Avrupa Birliği > Avrupa Birliği’ne destek düştü, milliyetçilik arttı

Avrupa Birliği’ne destek düştü, milliyetçilik arttı
Açık Toplum Vakfı ve Boğaziçi Üniversitesi’nin yaptığı iki ayrı kamuoyu araştırması, toplumun Avrupa Birliği’ne (AB) bakış açısındaki değişimi gözler önüne serdi. 2007 yılında yüzde 9,8 olan ‘Türkiye’nin AB’ye girmesine karşıyım’ diyenlerin oranı 5 yıl sonra yüzde 38,3’e çıktı.

Açık Toplum Vakfı ile Boğaziçi Üniversitesi, ‘Türkiye’de orta sınıfı tanımlamak’ ve ‘Türkiye’de muhafazakarlık: Aile, cinsellik, din’ başlıklı iki ayrı kamuoyu araştırmasına imza attı. Araştırmalarda, Türkiye’nin Avrupa Birliği’ne (AB) üyelik süreci, milliyetçilik, dindarlık, ekonomik tutumlar ve siyasi eğilimler gibi birçok konuda çarpıcı bilgiler yer aldı. 1.200 denek üzerinde yapılan araştırmaya göre olası bir referandumda ‘Türkiye’nin AB’ye girmesine karşı oy kullanırdım.’ diyenlerin oranı 5 yılda 4 kart arttı. Bu oran 2007 yılında yüzde 9,8 iken 2012’de yüzde 38,3’e yükseldi.

AB’ye üyeliği destekleyenlerin oranı ise 57,6’dan 51,7’ye indi.
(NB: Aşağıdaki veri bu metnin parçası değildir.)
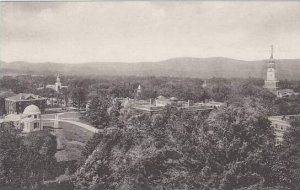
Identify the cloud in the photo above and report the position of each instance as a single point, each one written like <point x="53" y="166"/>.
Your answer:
<point x="147" y="31"/>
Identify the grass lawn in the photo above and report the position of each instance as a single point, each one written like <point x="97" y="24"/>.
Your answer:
<point x="72" y="138"/>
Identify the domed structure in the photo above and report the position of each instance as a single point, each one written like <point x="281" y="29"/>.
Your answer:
<point x="31" y="110"/>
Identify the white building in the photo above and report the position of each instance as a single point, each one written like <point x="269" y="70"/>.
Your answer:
<point x="57" y="86"/>
<point x="28" y="121"/>
<point x="281" y="124"/>
<point x="271" y="82"/>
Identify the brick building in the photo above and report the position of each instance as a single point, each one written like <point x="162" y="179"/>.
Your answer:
<point x="16" y="104"/>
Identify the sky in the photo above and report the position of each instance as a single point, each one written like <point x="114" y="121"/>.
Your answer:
<point x="136" y="31"/>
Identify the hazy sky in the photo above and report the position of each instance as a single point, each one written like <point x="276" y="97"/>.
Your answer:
<point x="147" y="31"/>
Deneklerin yüzde 56,9’u, AB’ye uyum sürecinde hayata geçirilen reformların faydalı olduğunu aktardı. ‘Fayda görmedik.’ diyenlerin oranı ise yüzde 3’lük artışla yüzde 33’e yükseldi. Araştırmada dikkat çeken noktalardan biri de toplumdaki milliyetçilik eğiliminin artması. ‘Kendinizi ne kadar milliyetçi sayıyorsunuz?’ sorusuna deneklerin yüzde 53,3’ü ‘tamamen milliyetçi’ cevabını verdi. Bu oran 2007’de yüzde 48 civarındaydı.

Araştırma, son yıllarda sıkça dile getirilen dindar insanların dindar olmayanlara karşı baskı yaptığı tezini yani ‘mahalle baskısı’ iddiasını da çürüttü. ‘Başını örtmeyen kadınlar beni rahatsız eder.’ diyenlerin oranı yüzde 21’den 14’e, ‘Ramazan’da oruç tutmayanlar beni rahatsız eder.’ diyenlerin oranı yüzde 33’ten 25’e, namaz kılmayanlardan rahatsız olanların oranı da yüzde 26’dan 18’e geriledi. Beş vakit namaz kılanların oranı ise yüzde 33’ten yüzde 28’e geriledi. Ramazan’da oruç tutanların oranı 2006’da yüzde 60 iken 2012’de yüzde 53’e indi. Araştırma, etnik kimlik çatışmasına da ışık tutuyor. Türkiye’de yaşayan her etnik grubun, Türk kimliğini eksiksiz kabul etmesi gerektiğini düşünenlerin oranı yüzde 42’den yüzde 31’e geriledi. Uzlaşmacıların oranı ise yüzde 26,7’ye yükseldi.

Hem kendini muhafazakâr bulanların hem de bulmayanların oranı azaldı. Buna göre hem kadın-erkek ilişkilerinde hem de siyasal görüşlerde kendini ılımlı muhafazakâr olarak tanımlayanların oranı 2006’da yüzde 39,9 iken bu oran 2012’de yüzde 49,9’a çıktı. Buna karşın kendini hiç muhafazakâr bulmayanların oranı yüzde 21’den yüzde 15’e, kendini tamamen muhafazakâr bulanların oranı ise yüzde 35’ten yüzde 30’a geriledi. Korunması gereken kurumlar arasında devlet, din, millet ve aile şıklarının sıralandığı araştırmaya katılan deneklerin yüzde 50’si ailenin korunması gereken en önemli toplumsal kurum olduğunu düşünüyor. Bu oran 2006’da yüzde 45’ler seviyesindeydi. Aileyi yüzde 22 ile din, yüzde 15 ile devlet ve yüzde 11 ile millet takip ediyor.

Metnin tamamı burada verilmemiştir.